La réalisation la plus spectaculaire des frères Jean Lallemant est l'hôtel qui porte leur nom, et qui un témoignage important de la première renaissance française. Le palais est orné d'un ensemble impressionnant de sculptures décoratives, sous forme de pilastres, corniches, chapiteaux, colonnes, frontons, cheminées, médaillons, sous-faces de marches, moulures. Les décorations représentent des objets, comme les cornes d'abondance, coquilles, rinceaux, oves, flèches, tridents, coupes en feu, ou des personnages. Certains sont typiques, comme un phénix, le fou, un aigle, des oiseaux, ou plus clairement identifiés, comme saint Christophe, Pâris fils de Priam. Sur le palier voûté d'ogives, un moine au phylactère muet, un autre en prière, un troisième avec un livre ouvert, un autre veillant, un adepte tapis.

Les frères Lallemant étaient-ils alchimistes, ou au moins instruits en alchimie ? L'interprétation des sculptures de personnages en ce sens a été largement développé, depuis Fulcanelli, Jacques van Lennep, ou Michel Bulteau : le fou au casque de Mercure, l'alchimiste au matras, le scrutateur de nature, le souffleur, l'amateur de secrets, sont autant de noms pour des personnages sculptés en corniche dans le bâtiment.

Dans la chapelle, de dimensions modestes (2,60 × 3,80 × 5,40 m) mais importantes pour une demeure privée, c'est le plafond qui attire l'attention. Les trente caissons du plafond sculptés dans la pierre s'ordonnent en trois rangées de dix dans une pièce toute en longueur, terminée par un vitrail au blason de la famille Lallemant. Quatorze caissons à angelots et un enfant sans ailes alternent en quinconce avec quinze caissons où figurent des objets ou des animaux, signe de l'arrivée en France du style italianisant. « Parmi tous les décors, on remarque une colombe radieuse; une pomme d'arrosoir sur un brasier; un oiseau déchiquetant une tête de mort; un autre becquetant; une corne d'abondance; une ruche; un globe céleste avec la terre au centre; un enfant tenant une guirlande de perles, la lettre E dans des fleurs; une coquille enlacée d'un ruban à glands sur fond semé de E; un globe enflammé, au-dessus R R R; un livre entouré de flammes »[33].

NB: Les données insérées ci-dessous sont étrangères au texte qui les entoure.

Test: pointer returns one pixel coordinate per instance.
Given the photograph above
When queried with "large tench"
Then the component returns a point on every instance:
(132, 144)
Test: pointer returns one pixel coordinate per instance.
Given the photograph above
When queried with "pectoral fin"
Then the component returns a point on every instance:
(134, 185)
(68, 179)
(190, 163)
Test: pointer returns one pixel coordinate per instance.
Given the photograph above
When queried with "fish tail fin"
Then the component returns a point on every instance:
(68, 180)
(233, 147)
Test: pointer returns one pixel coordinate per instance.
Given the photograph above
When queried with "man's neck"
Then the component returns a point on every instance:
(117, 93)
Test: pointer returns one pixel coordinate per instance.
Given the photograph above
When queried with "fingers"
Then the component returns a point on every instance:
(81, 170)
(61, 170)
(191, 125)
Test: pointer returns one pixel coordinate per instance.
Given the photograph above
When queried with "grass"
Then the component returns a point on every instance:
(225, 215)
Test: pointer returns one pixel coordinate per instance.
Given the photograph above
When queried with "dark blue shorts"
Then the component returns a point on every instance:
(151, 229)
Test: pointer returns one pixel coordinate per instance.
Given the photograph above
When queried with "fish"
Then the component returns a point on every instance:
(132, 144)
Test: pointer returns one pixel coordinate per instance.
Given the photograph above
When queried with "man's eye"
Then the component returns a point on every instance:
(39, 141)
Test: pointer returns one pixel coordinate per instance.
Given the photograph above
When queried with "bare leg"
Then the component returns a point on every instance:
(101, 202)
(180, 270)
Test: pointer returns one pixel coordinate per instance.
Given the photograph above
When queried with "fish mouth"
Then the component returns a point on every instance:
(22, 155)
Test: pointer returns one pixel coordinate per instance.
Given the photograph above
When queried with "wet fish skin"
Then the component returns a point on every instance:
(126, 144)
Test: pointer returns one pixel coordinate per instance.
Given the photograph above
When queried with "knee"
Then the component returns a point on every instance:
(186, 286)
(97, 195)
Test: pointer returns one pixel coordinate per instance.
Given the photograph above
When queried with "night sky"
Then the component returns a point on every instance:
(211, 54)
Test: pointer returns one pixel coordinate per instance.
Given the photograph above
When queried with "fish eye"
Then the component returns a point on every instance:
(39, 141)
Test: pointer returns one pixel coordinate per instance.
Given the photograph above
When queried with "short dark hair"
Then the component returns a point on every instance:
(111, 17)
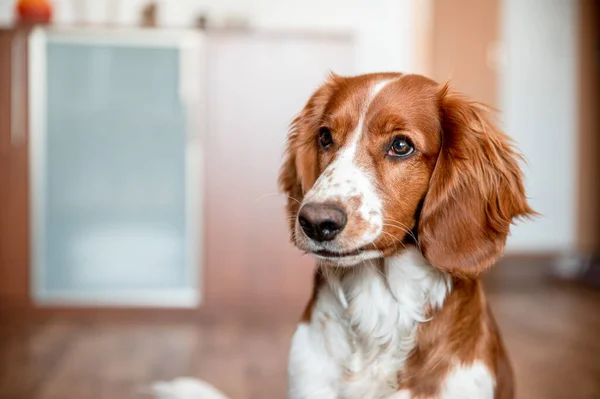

Parmi les thèmes représenté, il y a notamment, dans la troisième rangée, à droite une ruche à l'ancienne, d'où s'échappent des abeilles et à gauche un pot de cuisine incliné laisse s'échapper de son flanc cassé des chausse-trappes ou tétrapodes. On note aussi, dans la quatrième rangée, un angelot qui urine d'un grand jet dans un sabot. Dans la cinquième rangée, l'angelot est remplacé par un garçon, sans ailes, montrant de l'index un livre ouvert de sa main droite. Les deux caissons voisins contiennent un avant-bras, dans des contextes différents.

Quant aux nombreuses apparitions de suites de R et E, notamment dans une niche contenant des RERE et RER alternant, Buhot de Kersers note, un peu désabusé : « On pourrait y voir l’impératif du verbe déponent reor, songer, si ce n'était folie de chercher une explication aux énigmes de la renaissance, que nous ne réussissons pas toujours à comprendre, même lorsque nous en avons la clef »[33].